The equation of the circle whose diameter is common chord to the circles \(x^{2}+y^{2}+2 a x+c=0\) and \(x^{2}+y^{2}+2 b y+c=0\) is

Let \(S_{1} \equiv x^{2}+y^{2}+2 a x+c=0\)
and \(S_{2} \equiv x^{2}+y^{2}+2 b y+c=0\)
Equation of common chord as a diameter of the third circle
\(
\begin{aligned}
S_{1}-S_{2} &=0 \\
a x-b y &=0 \\
y &=\frac{a x}{b}...(i)
\end{aligned}
\)
On putting the value of \(y\) in Eq. (i), we get
\(
\begin{array}{r}
x^{2}+\left(\frac{a^{2} x^{2}}{b^{2}}\right)+2 a x+c=0 \\
\left(a^{2}+b^{2}\right) x^{2}+2 a b^{2} x+c b^{2}=0
\end{array}
\)
Let \(x_{1}\) and \(x_{2}\) be the roots of the equation.
\(\therefore \quad x_{1}+x_{2}=\frac{-2 a b^{2}}{a^{2}+b^{2}}\) and \(x_{1} x_{2}=\frac{c b^{2}}{a^{2}+b^{2}}\)
Similarly, \(\left(a^{2}+b^{2}\right) y^{2}+2 b a^{2} y+c a^{2}=0\)
Let \(y_{1}\) and \(y_{2}\) be the roots of the equation \(\therefore \quad y_{1}+y_{2}=\frac{-2 a^{2} b}{a^{2}+b^{2}}\)
and \(\quad y_{1} y_{2}=\frac{c a^{2}}{a^{2}+b^{2}}\)
Now, the required equation of third circle \(\left(x-x_{1}\right)\left(x-x_{2}\right)+\left(y-y_{1}\right)\left(y-y_{2}\right)=0\)

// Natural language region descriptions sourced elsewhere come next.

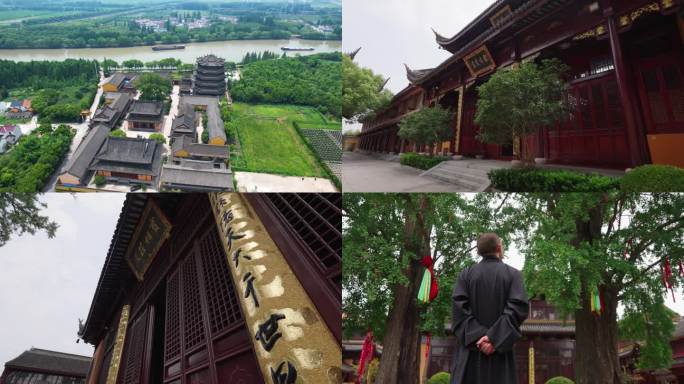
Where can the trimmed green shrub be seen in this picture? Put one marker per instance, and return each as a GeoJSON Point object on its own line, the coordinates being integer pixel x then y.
{"type": "Point", "coordinates": [560, 380]}
{"type": "Point", "coordinates": [420, 161]}
{"type": "Point", "coordinates": [439, 378]}
{"type": "Point", "coordinates": [100, 181]}
{"type": "Point", "coordinates": [653, 178]}
{"type": "Point", "coordinates": [548, 180]}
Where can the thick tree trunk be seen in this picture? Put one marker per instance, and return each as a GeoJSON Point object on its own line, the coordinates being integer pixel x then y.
{"type": "Point", "coordinates": [596, 357]}
{"type": "Point", "coordinates": [400, 361]}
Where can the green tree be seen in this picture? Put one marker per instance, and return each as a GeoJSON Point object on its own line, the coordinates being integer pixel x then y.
{"type": "Point", "coordinates": [517, 102]}
{"type": "Point", "coordinates": [117, 133]}
{"type": "Point", "coordinates": [384, 238]}
{"type": "Point", "coordinates": [612, 242]}
{"type": "Point", "coordinates": [362, 91]}
{"type": "Point", "coordinates": [427, 126]}
{"type": "Point", "coordinates": [158, 137]}
{"type": "Point", "coordinates": [20, 213]}
{"type": "Point", "coordinates": [153, 87]}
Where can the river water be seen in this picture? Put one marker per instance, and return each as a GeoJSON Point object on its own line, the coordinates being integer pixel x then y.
{"type": "Point", "coordinates": [233, 50]}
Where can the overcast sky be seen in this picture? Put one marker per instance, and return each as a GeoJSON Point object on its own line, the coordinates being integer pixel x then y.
{"type": "Point", "coordinates": [393, 32]}
{"type": "Point", "coordinates": [46, 285]}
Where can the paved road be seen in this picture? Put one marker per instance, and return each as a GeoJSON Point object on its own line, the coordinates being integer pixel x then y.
{"type": "Point", "coordinates": [362, 173]}
{"type": "Point", "coordinates": [81, 130]}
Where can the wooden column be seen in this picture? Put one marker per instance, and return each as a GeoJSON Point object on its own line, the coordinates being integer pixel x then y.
{"type": "Point", "coordinates": [635, 138]}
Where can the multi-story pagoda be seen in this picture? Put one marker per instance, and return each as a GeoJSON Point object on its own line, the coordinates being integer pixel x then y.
{"type": "Point", "coordinates": [210, 76]}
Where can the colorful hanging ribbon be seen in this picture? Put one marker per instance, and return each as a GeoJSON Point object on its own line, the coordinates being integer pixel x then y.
{"type": "Point", "coordinates": [428, 290]}
{"type": "Point", "coordinates": [596, 301]}
{"type": "Point", "coordinates": [367, 351]}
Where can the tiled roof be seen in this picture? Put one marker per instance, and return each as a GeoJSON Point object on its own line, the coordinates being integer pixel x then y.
{"type": "Point", "coordinates": [57, 362]}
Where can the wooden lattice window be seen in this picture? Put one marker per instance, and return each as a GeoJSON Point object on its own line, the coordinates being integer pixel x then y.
{"type": "Point", "coordinates": [135, 350]}
{"type": "Point", "coordinates": [192, 305]}
{"type": "Point", "coordinates": [317, 219]}
{"type": "Point", "coordinates": [172, 339]}
{"type": "Point", "coordinates": [224, 309]}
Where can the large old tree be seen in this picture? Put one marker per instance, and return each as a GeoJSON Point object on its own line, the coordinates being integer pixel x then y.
{"type": "Point", "coordinates": [385, 236]}
{"type": "Point", "coordinates": [616, 243]}
{"type": "Point", "coordinates": [20, 213]}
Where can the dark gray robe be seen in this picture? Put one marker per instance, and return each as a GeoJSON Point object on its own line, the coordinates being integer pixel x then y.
{"type": "Point", "coordinates": [488, 299]}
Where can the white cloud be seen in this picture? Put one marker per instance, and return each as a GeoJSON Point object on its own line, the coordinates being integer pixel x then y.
{"type": "Point", "coordinates": [46, 285]}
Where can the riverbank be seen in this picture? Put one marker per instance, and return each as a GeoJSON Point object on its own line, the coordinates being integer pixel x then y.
{"type": "Point", "coordinates": [231, 50]}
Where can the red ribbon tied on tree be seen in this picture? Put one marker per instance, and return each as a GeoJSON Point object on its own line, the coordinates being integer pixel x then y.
{"type": "Point", "coordinates": [428, 290]}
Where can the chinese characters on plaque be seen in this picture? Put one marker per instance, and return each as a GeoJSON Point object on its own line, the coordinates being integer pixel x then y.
{"type": "Point", "coordinates": [152, 230]}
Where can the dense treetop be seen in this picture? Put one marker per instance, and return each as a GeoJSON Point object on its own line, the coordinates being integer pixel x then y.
{"type": "Point", "coordinates": [314, 80]}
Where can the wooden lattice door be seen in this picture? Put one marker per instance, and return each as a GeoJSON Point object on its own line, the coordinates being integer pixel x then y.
{"type": "Point", "coordinates": [206, 339]}
{"type": "Point", "coordinates": [661, 88]}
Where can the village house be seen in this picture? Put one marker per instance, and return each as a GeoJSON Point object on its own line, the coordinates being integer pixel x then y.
{"type": "Point", "coordinates": [43, 366]}
{"type": "Point", "coordinates": [145, 116]}
{"type": "Point", "coordinates": [120, 82]}
{"type": "Point", "coordinates": [188, 175]}
{"type": "Point", "coordinates": [77, 171]}
{"type": "Point", "coordinates": [185, 123]}
{"type": "Point", "coordinates": [9, 135]}
{"type": "Point", "coordinates": [115, 107]}
{"type": "Point", "coordinates": [20, 109]}
{"type": "Point", "coordinates": [126, 160]}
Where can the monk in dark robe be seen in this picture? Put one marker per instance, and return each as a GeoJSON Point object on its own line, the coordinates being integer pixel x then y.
{"type": "Point", "coordinates": [489, 304]}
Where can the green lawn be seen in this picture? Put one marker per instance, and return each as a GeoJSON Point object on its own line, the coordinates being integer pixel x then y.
{"type": "Point", "coordinates": [269, 142]}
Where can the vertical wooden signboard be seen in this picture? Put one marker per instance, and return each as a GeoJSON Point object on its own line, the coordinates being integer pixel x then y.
{"type": "Point", "coordinates": [292, 343]}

\(x^{2}-\left(x_{1}+x_{2}\right) x+x_{1} x_{2}+y^{2}-\left(y_{1}+y_{2}\right) y\)
\(+y_{1} y_{2}=0\)
\(x^{2}+y^{2}+\frac{2 a b^{2}}{a^{2}+b^{2}} \cdot x+\frac{2 b a^{2}}{a^{2}+b^{2}} \cdot y\)
\(+\frac{c b^{2}}{a^{2}+b^{2}}+\frac{c a^{2}}{a^{2}+b^{2}}=0\)
\(\Rightarrow x^{2}+y^{2}+\frac{2 a b^{2}}{a^{2}+b^{2}} \cdot x+\frac{2 a^{2} b}{a^{2}+b^{2}} \cdot y\)
\(+\frac{c\left(a^{2}+b^{2}\right)}{\left(a^{2}+b^{2}\right)}=0\)
\(\Rightarrow x^{2}+y^{2}+\frac{2 a b^{2}}{\left(a^{2}+b^{2}\right)} \cdot x+\frac{2 a^{2} b}{\left(a^{2}+b^{2}\right)} \cdot y+c=0\)